In [None]:
import os
exec(open(os.path.join(os.environ["SPARK_HOME"], 'python/pyspark/shell.py')).read())

#### Add the config file within the spark context

In [2]:
sc.addFile('/Users/sumangangopadhyay/complex-spark-transformations/config.py')

#### Import the relevant libraries

In [3]:
import config as cf
from pyspark.sql import functions as func

#### Get the relevant configurations in variables

In [4]:
data_path = cf.data_path()
primary_response_variables = cf.primary_response_variables().split(',')
secondary_response_variables = cf.secondary_response_variables().split(',')
primary_explanatory_variables = cf.primary_explanatory_variables().split(',')

#### Read the data

In [5]:
df = spark.read.csv(data_path, header=True)

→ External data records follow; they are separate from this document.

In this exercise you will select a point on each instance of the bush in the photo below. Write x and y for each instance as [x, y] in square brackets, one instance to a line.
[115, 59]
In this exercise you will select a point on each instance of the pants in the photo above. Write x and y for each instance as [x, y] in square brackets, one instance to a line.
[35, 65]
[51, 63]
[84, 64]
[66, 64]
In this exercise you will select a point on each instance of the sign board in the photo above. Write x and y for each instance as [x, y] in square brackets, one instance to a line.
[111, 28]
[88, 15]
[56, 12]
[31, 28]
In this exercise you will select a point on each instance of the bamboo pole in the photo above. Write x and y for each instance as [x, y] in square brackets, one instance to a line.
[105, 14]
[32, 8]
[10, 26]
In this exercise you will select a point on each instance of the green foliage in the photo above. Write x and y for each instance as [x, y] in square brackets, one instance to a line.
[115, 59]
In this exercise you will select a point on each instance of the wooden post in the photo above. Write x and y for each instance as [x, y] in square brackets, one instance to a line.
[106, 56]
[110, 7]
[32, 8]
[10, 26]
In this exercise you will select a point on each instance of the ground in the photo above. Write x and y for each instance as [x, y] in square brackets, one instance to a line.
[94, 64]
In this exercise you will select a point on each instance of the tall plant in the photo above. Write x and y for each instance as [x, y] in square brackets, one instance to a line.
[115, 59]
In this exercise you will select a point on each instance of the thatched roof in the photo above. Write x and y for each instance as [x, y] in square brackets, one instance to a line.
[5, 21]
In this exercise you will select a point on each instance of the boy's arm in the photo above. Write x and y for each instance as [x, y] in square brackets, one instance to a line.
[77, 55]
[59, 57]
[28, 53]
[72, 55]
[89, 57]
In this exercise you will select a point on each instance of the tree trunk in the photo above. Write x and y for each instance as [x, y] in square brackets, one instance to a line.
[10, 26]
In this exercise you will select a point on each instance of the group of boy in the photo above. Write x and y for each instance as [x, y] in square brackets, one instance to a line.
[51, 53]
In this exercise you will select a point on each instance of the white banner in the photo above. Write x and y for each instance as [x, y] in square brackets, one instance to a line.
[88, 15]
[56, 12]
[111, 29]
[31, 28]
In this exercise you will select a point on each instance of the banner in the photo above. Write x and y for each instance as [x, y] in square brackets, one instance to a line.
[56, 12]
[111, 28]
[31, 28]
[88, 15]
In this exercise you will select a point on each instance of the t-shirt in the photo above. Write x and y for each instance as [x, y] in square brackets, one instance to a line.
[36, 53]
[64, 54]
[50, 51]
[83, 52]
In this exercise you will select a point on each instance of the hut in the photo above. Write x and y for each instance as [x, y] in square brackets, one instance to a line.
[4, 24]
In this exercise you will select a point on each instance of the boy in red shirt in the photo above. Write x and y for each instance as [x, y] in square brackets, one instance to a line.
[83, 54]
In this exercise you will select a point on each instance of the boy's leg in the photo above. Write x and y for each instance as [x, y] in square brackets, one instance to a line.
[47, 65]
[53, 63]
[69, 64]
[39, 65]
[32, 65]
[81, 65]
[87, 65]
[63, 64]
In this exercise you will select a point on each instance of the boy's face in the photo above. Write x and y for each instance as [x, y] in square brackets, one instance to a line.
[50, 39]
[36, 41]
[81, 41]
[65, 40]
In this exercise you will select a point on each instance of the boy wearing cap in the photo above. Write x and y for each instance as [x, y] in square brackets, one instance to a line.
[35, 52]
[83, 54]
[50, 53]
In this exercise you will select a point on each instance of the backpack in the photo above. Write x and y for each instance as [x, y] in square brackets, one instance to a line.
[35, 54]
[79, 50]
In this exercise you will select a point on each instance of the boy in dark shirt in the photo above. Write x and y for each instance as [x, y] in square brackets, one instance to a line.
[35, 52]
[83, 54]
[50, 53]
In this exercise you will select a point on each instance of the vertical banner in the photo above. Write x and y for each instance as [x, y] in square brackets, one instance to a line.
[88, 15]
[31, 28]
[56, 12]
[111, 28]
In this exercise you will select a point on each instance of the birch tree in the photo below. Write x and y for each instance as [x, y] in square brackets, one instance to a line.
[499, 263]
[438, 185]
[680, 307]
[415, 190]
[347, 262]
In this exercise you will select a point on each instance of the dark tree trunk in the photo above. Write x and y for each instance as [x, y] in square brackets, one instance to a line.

#### Remove the spaces from the column names so that it's easier to use the columns later on

In [6]:
df_with_no_spaces_in_colm_names = df.select([func.col(col).alias(col.replace(' ', '_')) for col in df.columns])

#### Get the count of distinct values of the attributes which form the response variables ( In statistical terms, response variables are the variables on the y-axis, i.e. the variables whose variations are being observed)

In [7]:
unique_count_of_primary_response_variables = df_with_no_spaces_in_colm_names\
.select([func.countDistinct(col)\
         .alias('unique_'+ col) for col in primary_response_variables])

In [8]:
unique_count_of_primary_response_variables.show()

21/10/16 18:52:38 WARN package: Truncated the string representation of a plan since it was too large. This behavior can be adjusted by setting 'spark.sql.debug.maxToStringFields'.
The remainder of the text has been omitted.